Borders and walls a été joué du 7 au 28 juillet à LaScierie, à Avignon.
Looking for Quichotte
Les moulins de son cœur. Voilà dix ans que le Montpelliérain Charles-Éric Petit a fait prendre quelques couleurs au célèbre chevalier à la triste figure. Son Looking for Quichotte a déjà fait l’objet de deux mises en scène, par Vladimir Steyaert et Pascal Frery. Mais c’est sous sa propre direction que son texte, sélectionné par la Comédie-Française en 2017, s’est vu de nouveau porté à la scène au Théâtre des Carmes. Et grand bien en a pris à l’auteur-metteur en scène de s’en réemparer : son chevalier-rocker – fringant Thomas Cerisola – y gagne un ton particulièrement juste. Côté chansons, entonnées avec entrain, mais également et surtout dans sa caractérisation à la fois comique et inquiète. Face à lui, le très ancré Sancho Panza de Franck Gazal se fait de moins en moins ingénu : son maître, plus aguerri que quiconque pour pourfendre les grandes enseignes de restauration rapide ou candidater au RSA, perdant successivement pied. Le tout pourra sembler encore un peu étiré dans le temps : mais le duo demeure redoutablement attachant.

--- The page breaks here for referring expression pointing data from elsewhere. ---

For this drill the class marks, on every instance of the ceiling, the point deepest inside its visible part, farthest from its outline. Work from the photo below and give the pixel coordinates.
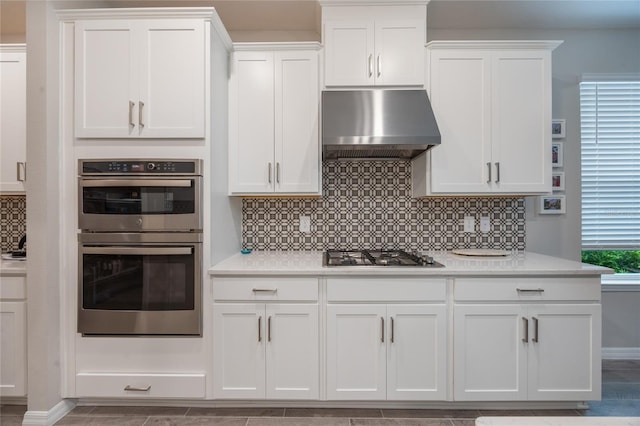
(304, 15)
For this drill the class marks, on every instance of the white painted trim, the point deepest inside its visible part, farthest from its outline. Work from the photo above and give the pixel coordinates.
(495, 44)
(252, 46)
(620, 353)
(50, 417)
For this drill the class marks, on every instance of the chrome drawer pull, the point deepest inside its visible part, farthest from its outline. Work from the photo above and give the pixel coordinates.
(135, 389)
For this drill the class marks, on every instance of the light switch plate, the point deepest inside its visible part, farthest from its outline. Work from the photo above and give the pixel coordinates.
(485, 224)
(305, 224)
(469, 224)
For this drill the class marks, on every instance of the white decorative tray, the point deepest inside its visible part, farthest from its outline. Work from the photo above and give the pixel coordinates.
(481, 252)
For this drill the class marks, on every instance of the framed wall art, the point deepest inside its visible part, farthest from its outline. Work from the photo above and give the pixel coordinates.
(558, 128)
(557, 181)
(552, 204)
(557, 154)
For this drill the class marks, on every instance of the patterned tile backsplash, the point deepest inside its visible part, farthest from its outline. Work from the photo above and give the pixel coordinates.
(368, 204)
(13, 221)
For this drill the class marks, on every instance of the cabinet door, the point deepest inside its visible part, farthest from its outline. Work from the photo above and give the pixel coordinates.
(238, 351)
(356, 352)
(13, 126)
(399, 55)
(490, 359)
(521, 119)
(13, 349)
(171, 100)
(349, 53)
(292, 351)
(417, 352)
(564, 353)
(251, 128)
(106, 66)
(460, 95)
(296, 122)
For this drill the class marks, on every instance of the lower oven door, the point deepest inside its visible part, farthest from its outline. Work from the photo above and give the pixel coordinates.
(140, 284)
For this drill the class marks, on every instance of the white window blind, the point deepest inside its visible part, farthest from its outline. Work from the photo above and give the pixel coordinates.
(610, 130)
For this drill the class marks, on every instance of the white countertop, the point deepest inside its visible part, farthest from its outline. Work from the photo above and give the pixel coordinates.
(13, 267)
(310, 263)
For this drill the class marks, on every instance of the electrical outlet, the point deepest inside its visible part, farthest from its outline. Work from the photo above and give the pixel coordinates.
(305, 224)
(485, 224)
(469, 224)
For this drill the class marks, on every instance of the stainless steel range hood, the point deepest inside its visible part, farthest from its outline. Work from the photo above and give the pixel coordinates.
(377, 124)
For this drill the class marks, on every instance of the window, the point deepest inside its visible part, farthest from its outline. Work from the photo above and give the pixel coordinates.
(610, 133)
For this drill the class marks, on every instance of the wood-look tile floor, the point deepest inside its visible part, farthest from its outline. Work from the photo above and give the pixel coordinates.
(620, 397)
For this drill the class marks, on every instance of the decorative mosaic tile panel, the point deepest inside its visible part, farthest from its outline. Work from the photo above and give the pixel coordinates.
(13, 221)
(368, 204)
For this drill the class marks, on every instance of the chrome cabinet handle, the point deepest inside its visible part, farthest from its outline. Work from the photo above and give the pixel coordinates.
(136, 389)
(392, 330)
(131, 105)
(140, 122)
(21, 171)
(525, 339)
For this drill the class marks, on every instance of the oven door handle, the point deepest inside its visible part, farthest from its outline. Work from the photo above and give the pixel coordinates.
(92, 183)
(137, 250)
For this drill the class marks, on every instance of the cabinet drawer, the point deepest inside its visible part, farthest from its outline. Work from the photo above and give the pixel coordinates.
(265, 289)
(13, 288)
(521, 289)
(146, 385)
(386, 290)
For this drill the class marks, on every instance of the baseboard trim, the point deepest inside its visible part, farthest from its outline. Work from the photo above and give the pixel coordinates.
(50, 417)
(620, 353)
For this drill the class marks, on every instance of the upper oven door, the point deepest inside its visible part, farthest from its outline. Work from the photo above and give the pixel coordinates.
(140, 203)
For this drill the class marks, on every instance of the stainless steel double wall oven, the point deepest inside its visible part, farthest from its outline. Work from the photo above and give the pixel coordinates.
(140, 247)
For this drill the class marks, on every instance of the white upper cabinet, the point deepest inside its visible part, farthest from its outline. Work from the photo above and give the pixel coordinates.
(492, 103)
(140, 78)
(13, 114)
(374, 45)
(274, 118)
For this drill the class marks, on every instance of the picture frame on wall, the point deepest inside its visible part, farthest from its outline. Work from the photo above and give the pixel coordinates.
(552, 204)
(557, 181)
(557, 154)
(558, 128)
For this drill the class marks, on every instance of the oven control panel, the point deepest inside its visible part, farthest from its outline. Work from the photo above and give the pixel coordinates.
(140, 167)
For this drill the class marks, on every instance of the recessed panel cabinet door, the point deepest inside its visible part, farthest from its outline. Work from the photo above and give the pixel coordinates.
(564, 354)
(296, 122)
(490, 359)
(251, 123)
(238, 351)
(460, 94)
(172, 79)
(292, 351)
(106, 91)
(356, 352)
(417, 354)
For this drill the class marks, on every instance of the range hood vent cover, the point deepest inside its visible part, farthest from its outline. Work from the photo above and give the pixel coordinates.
(377, 124)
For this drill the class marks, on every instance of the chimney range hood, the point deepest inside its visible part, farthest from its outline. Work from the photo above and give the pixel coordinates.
(377, 124)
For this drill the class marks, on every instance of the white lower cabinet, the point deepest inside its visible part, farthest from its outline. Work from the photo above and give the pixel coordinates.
(534, 349)
(265, 350)
(13, 346)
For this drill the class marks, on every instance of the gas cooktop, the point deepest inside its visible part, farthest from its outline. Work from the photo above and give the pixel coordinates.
(378, 258)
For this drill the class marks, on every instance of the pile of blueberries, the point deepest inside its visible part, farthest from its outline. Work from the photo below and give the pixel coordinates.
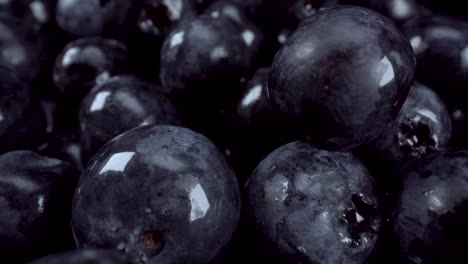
(233, 131)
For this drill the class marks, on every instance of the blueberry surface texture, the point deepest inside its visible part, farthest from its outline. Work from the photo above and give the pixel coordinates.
(423, 123)
(35, 205)
(161, 194)
(133, 101)
(22, 120)
(343, 76)
(433, 209)
(314, 206)
(85, 256)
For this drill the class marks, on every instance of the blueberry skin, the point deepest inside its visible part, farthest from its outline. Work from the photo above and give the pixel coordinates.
(173, 197)
(85, 256)
(423, 123)
(314, 206)
(86, 62)
(440, 44)
(251, 34)
(201, 58)
(21, 48)
(22, 121)
(433, 209)
(158, 17)
(85, 18)
(135, 102)
(343, 76)
(35, 205)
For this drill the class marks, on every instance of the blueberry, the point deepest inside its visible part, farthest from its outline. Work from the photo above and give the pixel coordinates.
(158, 17)
(433, 210)
(81, 65)
(35, 200)
(203, 64)
(84, 256)
(161, 194)
(89, 61)
(21, 49)
(22, 121)
(314, 206)
(400, 11)
(423, 123)
(36, 13)
(135, 102)
(251, 34)
(203, 57)
(86, 18)
(343, 76)
(441, 46)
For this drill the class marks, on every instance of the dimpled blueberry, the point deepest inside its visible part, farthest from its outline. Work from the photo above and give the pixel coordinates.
(433, 210)
(22, 120)
(314, 206)
(343, 76)
(423, 123)
(91, 17)
(161, 194)
(85, 256)
(133, 101)
(35, 205)
(86, 62)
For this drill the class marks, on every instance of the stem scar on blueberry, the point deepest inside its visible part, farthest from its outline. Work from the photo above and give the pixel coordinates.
(360, 218)
(415, 136)
(152, 242)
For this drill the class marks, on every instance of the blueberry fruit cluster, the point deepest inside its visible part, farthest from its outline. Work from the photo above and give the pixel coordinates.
(233, 131)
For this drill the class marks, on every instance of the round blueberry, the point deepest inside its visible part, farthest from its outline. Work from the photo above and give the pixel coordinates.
(161, 194)
(433, 209)
(314, 206)
(22, 120)
(423, 123)
(35, 205)
(133, 101)
(343, 76)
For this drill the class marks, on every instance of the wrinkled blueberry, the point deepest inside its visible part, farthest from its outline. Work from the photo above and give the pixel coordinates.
(161, 194)
(314, 206)
(84, 256)
(35, 200)
(433, 211)
(343, 76)
(22, 120)
(86, 18)
(133, 101)
(423, 123)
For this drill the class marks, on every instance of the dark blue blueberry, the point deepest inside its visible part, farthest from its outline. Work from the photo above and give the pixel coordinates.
(81, 65)
(313, 206)
(133, 101)
(86, 18)
(251, 34)
(22, 120)
(342, 76)
(423, 123)
(433, 210)
(161, 194)
(35, 13)
(35, 205)
(85, 256)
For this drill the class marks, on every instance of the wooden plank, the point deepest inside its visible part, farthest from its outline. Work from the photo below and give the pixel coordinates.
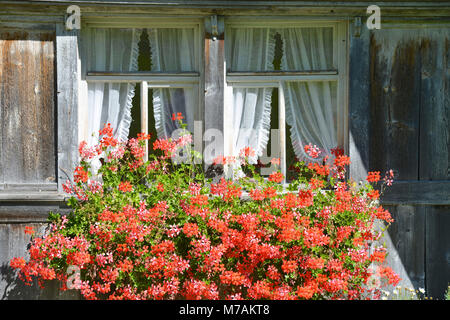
(418, 193)
(11, 287)
(265, 78)
(27, 100)
(437, 250)
(435, 107)
(359, 104)
(407, 235)
(144, 114)
(214, 92)
(282, 130)
(395, 103)
(67, 101)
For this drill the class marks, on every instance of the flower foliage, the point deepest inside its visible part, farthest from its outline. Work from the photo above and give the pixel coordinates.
(160, 230)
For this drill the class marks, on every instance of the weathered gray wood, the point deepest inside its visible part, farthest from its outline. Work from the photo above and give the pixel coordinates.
(407, 234)
(435, 107)
(359, 104)
(437, 250)
(417, 193)
(395, 103)
(27, 101)
(67, 101)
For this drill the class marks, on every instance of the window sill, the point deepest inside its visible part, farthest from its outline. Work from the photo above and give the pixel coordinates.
(52, 196)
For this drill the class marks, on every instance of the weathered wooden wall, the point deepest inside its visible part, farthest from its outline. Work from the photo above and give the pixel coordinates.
(27, 114)
(410, 133)
(399, 104)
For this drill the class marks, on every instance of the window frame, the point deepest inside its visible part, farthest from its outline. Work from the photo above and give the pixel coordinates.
(276, 79)
(146, 79)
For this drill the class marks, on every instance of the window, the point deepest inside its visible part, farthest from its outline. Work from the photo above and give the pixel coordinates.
(310, 83)
(293, 72)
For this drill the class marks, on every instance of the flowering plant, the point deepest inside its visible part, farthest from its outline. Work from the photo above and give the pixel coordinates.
(158, 229)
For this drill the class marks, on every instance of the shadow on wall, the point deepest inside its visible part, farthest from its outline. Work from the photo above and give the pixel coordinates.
(16, 289)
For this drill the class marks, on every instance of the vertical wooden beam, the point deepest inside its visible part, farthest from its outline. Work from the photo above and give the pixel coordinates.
(282, 128)
(67, 58)
(144, 114)
(359, 104)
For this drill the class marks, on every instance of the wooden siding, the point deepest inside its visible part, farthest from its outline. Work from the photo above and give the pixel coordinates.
(27, 90)
(409, 98)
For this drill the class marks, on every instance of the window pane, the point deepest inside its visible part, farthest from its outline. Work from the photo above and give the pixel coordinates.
(307, 49)
(110, 49)
(250, 49)
(175, 100)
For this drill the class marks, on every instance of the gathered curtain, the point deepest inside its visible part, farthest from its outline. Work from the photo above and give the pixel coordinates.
(251, 49)
(173, 50)
(115, 50)
(311, 107)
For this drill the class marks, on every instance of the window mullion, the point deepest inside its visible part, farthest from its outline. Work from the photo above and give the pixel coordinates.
(144, 114)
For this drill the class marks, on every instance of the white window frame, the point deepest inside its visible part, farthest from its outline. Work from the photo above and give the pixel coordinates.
(276, 79)
(146, 79)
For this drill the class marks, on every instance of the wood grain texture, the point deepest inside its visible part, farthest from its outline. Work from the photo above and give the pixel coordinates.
(395, 105)
(67, 60)
(435, 107)
(407, 234)
(418, 193)
(27, 107)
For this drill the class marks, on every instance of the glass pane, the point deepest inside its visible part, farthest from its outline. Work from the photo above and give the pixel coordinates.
(311, 111)
(307, 49)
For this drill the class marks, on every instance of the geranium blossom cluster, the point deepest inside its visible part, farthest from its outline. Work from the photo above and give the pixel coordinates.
(154, 230)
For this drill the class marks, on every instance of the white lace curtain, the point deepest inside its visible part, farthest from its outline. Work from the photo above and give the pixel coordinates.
(110, 50)
(310, 106)
(251, 49)
(173, 50)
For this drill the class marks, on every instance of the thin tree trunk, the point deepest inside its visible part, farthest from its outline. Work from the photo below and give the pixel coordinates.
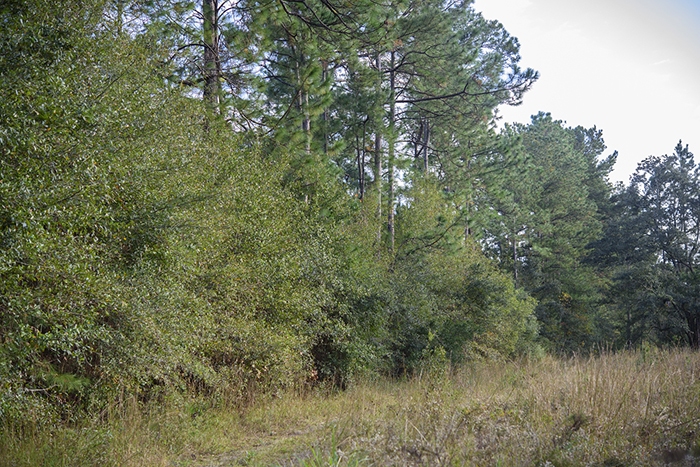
(378, 165)
(426, 145)
(392, 155)
(211, 55)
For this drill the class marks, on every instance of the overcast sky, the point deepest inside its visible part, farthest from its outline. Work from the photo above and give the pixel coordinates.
(629, 67)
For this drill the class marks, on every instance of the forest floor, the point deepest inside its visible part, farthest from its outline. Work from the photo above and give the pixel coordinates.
(630, 408)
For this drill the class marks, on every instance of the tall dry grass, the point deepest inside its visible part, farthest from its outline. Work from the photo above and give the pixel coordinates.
(631, 408)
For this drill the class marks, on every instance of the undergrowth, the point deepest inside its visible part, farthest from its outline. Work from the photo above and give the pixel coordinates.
(631, 408)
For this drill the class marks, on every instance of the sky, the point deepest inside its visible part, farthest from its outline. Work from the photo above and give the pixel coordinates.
(628, 67)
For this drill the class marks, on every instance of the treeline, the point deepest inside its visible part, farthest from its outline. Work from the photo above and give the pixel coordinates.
(231, 197)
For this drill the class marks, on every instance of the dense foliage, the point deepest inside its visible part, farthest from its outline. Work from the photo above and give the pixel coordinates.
(233, 197)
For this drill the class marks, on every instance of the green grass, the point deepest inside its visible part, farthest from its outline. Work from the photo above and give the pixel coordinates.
(631, 408)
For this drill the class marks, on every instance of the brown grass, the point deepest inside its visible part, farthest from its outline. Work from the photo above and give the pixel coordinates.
(631, 408)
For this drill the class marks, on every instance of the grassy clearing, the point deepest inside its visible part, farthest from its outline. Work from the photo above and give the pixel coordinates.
(633, 408)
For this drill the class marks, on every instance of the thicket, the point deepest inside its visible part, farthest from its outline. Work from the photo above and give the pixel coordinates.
(227, 199)
(147, 248)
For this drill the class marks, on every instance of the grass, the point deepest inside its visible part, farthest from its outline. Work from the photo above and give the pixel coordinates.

Looking for Quichotte a été joué du 7 au 26 juillet au Théâtre des Carmes, à Avignon.
Les Poupées
Jeu de môme. Nombreuses sont les pièces chorégraphiques prenant pour sujet les arts plastiques. Fresques animées, tableaux agencés comme des toiles, au mouvement millimétré… Plus rares sont celles qui s’intéressent à l’acte de création même : à sa technicité, ses matériaux, son imaginaire. C’est ce sillon que Les Poupées creuse avec délicatesse et poésie. Conçu comme un hommage à l’œuvre de Michel Nedjar, l’opus de Marine Mane joue avec les idées, les images et les mots. Le geste chorégraphique et la scénographie s’approprient les collages, les jeux de composition et de décomposition de l’artiste. Jusqu’à faire sien le « coudrage » cher au plasticien, mêlant le principe de la couture à celui du montage. Les pas de Claire Malchrowicz accompagnent, illustrent les paroles du comédien Vincent Fortemps, puisées dans le très beau Chantier des consolations,publié par Michel Nedjar en 2017. Tandis que les poupées, maniées, démembrées, consolées par les interprètes, prennent vie.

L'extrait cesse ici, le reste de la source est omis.